Furthermore, since only the acquisition screen and processing screen areas differ between unit signal processors, many unit signal processors are arranged in a pipeline, the output of a failed unit signal processor is prohibited, and other spare unit signal It can also be used as a highly reliable signal processing processor because it can recover from a failure by simply changing the definitions of the processor's capture screen and processing screen.

In addition, since the unit signal processors are separated by delay circuits, even if a large number of unit signal processors are installed, the early signals, input signals, and output video signals to be transmitted are transmitted at different timings.
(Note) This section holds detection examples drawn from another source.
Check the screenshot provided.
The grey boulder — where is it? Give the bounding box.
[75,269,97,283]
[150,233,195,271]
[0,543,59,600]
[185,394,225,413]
Mistakes can be avoided.

[Brief explanation of the drawing]

Fig. 1 is a diagram showing an embodiment of the present invention, Fig. 2 is a diagram showing the principle of the invention, Fig. 3 is a diagram showing the operation timing of Fig. 1, and Fig. 4 is a part of Fig. 1. FIG. 5 is a diagram showing a part of FIG. 1. In the figure, 1... Synchronization signal input terminal 2... Video signal input terminal 3.4, 5, 6... Unit signal processor 7
... Synchronization output terminal 8 ... Video output terminal 10 ... Importing section 11 ... Processing section 1
2...Reading unit 13...Control unit 81
．． 82, 83, 91, 92.93... Delay circuit. \, -7 Fig. 2 Fig. 3 ((f) Output ridge 1 c force) (Tsurij?ili+3 δ ABCDABC Fig. 4

Claims (1)

[Claims] 1. A control unit that generates a predetermined input partial screen position signal and output partial screen position signal from a synchronization signal that indicates the start of one screen of a video signal such as a television signal, and an input partial screen position signal that is input from the control unit. a capture unit that captures a partial screen signal specified by the input partial screen position signal of a separately input video signal; a processing section that performs signal processing before the next screen capture starts; and a processing section that is connected to the output side of the processing section and stores the processing results of the processing section, and the output partial screen position that is separately input from the control section. a plurality of unit processors comprising an output unit that outputs the stored processing result at a partial screen position designated by the signal; and a plurality of unit processors that delay the synchronization signal and the video signal by one sample at each sample time. means for inputting the synchronization signal delayed through the delay circuit and the video signal to one unit processor for each delay circuit; means for sequentially combining the outputs of the plurality of connected unit processors with the outputs of the unit processors having a smaller delay amount due to the delay circuit to the unit processor outputs having one more delay amount due to the delay circuit; The predetermined output partial screen is processed so that there is no overlap among the unit processors, and the predetermined output partial screen is processed so as to allow overlap, and the input/output signals of each unit processor are connected in a pipeline. Features a real-time video processor.